Sphenopalatine Ganglion Blocks in the Management of Head and Neck Cancer-Related Pain: A Case Series.

Head and neck cancer can be painful, debilitating, and refractory to oral medications. Due to the association of the sphenopalatine ganglion (SPG) with maxillary nerve sensory fibers, SPG blocks may be used to treat the pain of the hard and soft palate, tonsils, nasal cavity, paranasal sinuses, oral gingiva, premaxillary soft tissue, maxilla, and orbital floor. We present the first case series of performing SPG blocks utilizing TX360 nasal atomizers or angiocatheters to treat head and neck cancer-related pain. Pain scores were reduced by 38% to 80% with an average pain relief duration of 23 days.

Sympathetic blocks for complex regional pain syndrome: a survey of pain physicians.

BACKGROUND: Sympathetic blocks (SB) are commonly used to treat pain from complex regional pain syndrome (CRPS). However, there are currently no guidelines to assist pain physicians in determining the best practices when using and performing these procedures. METHODS: A 32-question survey was developed on how SBs are used and performed to treat CRPS. The survey was conducted online via SurveyMonkey. The responses were statistically analyzed using descriptive statistics, and comparing academic versus non-academic, and fellowship versus non-fellowship-trained physicians. RESULTS: A total of 248 pain physicians responded with a response rate of 37%. Forty-four percent of respondents schedule the first SB at the first clinic visit; 73% perform one to three consecutive blocks; over 50% will repeat the block if a patient receives at least 50% pain relief from the previous one lasting 1-7 days.Fifty-four percent of respondents perform stellate ganglion blocks (SGB) at the C6 vertebral level, 41% at C7; 53% perform lumbar sympathetic blocks (LSB) at L3 level, 39% at L2; 50% use fluoroscopy to guide SGB, 47% use ultrasound. More respondents from academic than non-academic centers use ultrasound for SGB. About 75% of respondents use a total volume of 5-10 mL for SGB and 10-20 mL for LSB. The most commonly used local anesthetic is 0.25% bupivacaine. About 50% of respondents add other medications, mostly steroids, for these blocks. CONCLUSION: Our study showed a wide variation in current practice among pain physicians in treating CRPS with SBs. There is a clear need for evidence-based guidelines on when and how to perform SBs for CRPS.

Postoperative oxycodone toxicity in a patient with chronic pain and end-stage renal disease.

We present this case to review the metabolism of oxycodone and the effects of end-stage renal disease on the elimination of oxycodone and its metabolites.
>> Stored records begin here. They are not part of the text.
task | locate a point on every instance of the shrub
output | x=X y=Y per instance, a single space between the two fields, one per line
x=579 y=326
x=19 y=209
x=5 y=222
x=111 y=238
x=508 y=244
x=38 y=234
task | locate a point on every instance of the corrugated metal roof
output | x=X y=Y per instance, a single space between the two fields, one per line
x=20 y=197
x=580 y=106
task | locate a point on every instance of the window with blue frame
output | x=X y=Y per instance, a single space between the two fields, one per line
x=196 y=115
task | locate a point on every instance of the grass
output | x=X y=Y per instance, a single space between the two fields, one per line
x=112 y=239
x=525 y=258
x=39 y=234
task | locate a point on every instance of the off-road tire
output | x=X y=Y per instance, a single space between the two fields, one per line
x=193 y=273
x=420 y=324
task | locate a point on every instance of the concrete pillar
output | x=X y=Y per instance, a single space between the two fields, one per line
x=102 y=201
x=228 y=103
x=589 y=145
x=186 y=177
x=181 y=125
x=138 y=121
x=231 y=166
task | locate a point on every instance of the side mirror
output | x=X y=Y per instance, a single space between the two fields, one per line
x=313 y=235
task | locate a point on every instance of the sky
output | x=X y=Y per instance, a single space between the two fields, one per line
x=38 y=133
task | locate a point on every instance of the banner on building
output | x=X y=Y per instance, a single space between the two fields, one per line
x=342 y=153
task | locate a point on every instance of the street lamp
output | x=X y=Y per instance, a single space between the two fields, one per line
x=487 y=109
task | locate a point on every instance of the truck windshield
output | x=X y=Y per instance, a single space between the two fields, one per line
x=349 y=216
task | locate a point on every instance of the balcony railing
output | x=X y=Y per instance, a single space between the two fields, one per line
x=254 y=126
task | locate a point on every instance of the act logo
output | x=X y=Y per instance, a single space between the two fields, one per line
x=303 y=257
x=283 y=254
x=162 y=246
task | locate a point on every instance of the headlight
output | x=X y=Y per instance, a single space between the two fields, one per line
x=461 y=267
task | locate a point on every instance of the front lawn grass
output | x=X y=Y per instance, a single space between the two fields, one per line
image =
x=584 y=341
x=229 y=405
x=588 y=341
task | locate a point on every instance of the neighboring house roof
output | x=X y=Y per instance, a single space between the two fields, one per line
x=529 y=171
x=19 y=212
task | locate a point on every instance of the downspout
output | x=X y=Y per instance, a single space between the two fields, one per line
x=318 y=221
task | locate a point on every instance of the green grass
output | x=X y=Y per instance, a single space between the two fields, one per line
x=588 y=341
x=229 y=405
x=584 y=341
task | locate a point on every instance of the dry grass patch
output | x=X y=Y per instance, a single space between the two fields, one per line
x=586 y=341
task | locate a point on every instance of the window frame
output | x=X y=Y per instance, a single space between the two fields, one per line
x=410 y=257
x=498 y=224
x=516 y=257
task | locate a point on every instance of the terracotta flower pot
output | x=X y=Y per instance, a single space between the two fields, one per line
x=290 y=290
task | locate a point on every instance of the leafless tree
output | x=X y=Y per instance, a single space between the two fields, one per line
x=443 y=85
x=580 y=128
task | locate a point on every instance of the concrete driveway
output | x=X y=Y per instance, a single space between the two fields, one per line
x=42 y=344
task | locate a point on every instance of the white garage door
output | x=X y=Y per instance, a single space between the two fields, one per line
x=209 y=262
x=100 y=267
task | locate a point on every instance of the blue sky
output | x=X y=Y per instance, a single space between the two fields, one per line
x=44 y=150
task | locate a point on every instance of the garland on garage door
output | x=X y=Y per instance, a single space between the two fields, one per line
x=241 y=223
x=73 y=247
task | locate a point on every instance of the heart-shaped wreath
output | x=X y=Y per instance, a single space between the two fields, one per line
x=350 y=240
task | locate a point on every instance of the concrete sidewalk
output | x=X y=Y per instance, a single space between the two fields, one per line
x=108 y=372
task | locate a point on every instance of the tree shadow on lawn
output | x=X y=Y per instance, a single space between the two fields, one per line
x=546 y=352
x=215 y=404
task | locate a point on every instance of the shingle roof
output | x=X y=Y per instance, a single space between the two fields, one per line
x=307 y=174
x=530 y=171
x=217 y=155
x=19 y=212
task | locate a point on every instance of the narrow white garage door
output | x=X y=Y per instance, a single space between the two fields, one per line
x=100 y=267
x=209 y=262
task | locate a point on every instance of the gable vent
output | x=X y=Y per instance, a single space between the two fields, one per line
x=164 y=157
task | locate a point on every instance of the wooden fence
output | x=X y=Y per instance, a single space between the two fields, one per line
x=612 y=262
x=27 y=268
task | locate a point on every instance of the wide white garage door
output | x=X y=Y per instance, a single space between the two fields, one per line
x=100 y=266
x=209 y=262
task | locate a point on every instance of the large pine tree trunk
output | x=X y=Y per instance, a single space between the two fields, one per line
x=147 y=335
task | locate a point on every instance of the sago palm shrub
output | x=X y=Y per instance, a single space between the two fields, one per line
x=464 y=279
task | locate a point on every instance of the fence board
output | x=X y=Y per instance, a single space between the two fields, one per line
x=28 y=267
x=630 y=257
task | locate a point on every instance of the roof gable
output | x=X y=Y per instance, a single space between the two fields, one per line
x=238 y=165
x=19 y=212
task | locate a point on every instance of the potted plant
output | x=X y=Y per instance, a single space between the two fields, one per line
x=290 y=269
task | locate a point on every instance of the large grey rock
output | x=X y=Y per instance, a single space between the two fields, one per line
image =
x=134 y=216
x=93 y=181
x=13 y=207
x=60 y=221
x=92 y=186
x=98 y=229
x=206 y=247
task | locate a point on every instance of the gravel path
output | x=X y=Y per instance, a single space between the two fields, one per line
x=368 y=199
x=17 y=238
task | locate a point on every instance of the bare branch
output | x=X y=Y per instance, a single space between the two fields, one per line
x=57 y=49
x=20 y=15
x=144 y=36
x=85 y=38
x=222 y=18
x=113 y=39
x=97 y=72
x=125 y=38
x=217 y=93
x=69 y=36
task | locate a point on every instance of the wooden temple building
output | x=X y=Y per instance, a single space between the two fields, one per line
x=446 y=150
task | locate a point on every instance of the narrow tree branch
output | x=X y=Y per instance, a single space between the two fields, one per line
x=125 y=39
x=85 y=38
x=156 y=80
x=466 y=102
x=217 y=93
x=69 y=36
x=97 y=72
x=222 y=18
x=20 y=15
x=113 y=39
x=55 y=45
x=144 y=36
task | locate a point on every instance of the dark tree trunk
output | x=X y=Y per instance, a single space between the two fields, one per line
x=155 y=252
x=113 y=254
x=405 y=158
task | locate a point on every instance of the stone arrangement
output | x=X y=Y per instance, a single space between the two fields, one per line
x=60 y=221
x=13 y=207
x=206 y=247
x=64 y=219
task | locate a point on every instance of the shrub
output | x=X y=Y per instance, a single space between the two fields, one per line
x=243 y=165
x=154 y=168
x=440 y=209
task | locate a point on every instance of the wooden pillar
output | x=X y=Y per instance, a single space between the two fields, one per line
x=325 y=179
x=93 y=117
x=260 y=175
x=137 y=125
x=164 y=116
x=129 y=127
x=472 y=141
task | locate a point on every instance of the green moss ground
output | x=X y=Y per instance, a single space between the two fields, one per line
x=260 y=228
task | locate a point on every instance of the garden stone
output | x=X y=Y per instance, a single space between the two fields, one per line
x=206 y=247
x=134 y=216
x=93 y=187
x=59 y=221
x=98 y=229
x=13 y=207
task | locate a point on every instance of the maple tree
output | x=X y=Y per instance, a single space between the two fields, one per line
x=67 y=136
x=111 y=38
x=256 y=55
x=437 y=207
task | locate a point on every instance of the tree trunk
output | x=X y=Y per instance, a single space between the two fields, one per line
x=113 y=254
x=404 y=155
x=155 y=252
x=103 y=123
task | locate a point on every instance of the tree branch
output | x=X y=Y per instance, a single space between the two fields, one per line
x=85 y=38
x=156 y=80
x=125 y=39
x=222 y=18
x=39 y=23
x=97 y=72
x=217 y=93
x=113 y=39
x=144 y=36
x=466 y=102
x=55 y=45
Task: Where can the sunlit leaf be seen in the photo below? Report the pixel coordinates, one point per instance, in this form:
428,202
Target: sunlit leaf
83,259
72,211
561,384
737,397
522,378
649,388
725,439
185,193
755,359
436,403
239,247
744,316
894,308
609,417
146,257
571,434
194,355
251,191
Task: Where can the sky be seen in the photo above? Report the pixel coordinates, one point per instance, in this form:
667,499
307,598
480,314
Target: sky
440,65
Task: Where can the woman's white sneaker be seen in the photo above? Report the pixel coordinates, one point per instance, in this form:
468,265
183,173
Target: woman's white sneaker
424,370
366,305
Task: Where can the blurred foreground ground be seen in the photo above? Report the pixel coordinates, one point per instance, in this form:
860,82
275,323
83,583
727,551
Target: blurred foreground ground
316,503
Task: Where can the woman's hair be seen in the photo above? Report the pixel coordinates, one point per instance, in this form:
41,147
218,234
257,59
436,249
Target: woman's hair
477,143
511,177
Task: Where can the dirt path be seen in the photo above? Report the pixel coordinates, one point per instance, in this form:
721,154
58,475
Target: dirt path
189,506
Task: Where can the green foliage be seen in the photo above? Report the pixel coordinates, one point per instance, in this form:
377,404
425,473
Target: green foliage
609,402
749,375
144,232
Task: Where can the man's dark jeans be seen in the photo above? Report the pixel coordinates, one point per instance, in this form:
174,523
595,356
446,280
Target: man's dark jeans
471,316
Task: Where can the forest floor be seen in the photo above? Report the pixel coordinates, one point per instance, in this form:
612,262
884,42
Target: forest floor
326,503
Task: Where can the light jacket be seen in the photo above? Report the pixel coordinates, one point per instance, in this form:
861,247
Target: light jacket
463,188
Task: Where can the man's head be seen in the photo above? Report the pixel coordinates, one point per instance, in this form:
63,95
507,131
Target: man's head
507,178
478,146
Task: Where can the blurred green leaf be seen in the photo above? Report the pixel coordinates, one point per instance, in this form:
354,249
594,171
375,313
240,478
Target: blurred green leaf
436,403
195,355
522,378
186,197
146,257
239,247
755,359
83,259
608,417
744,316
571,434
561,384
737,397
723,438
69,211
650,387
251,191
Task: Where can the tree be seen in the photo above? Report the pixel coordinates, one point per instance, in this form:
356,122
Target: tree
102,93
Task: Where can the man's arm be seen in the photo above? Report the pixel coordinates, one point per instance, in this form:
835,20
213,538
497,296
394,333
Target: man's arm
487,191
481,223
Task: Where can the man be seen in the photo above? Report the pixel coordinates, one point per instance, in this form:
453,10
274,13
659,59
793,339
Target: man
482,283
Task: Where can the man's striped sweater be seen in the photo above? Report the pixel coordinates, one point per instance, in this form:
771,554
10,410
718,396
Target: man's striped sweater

A 42-year-old female with end-stage renal disease who was dependent on hemodialysis presented for left hamstring posterior capsule release. She had been receiving methadone for 2 years for chronic leg pain. On postoperative day 1, the patient's medication was changed from IV hydromorphone to oral oxycodone to treat breakthrough pain. By the next day, the patient was unarousable with notable respiratory depression. She did not fully recover after urgent hemodialysis but did have full recovery after receiving an IV naloxone infusion for 22 hours. Further study of the safety of oxycodone in hemodialysis patients is warranted.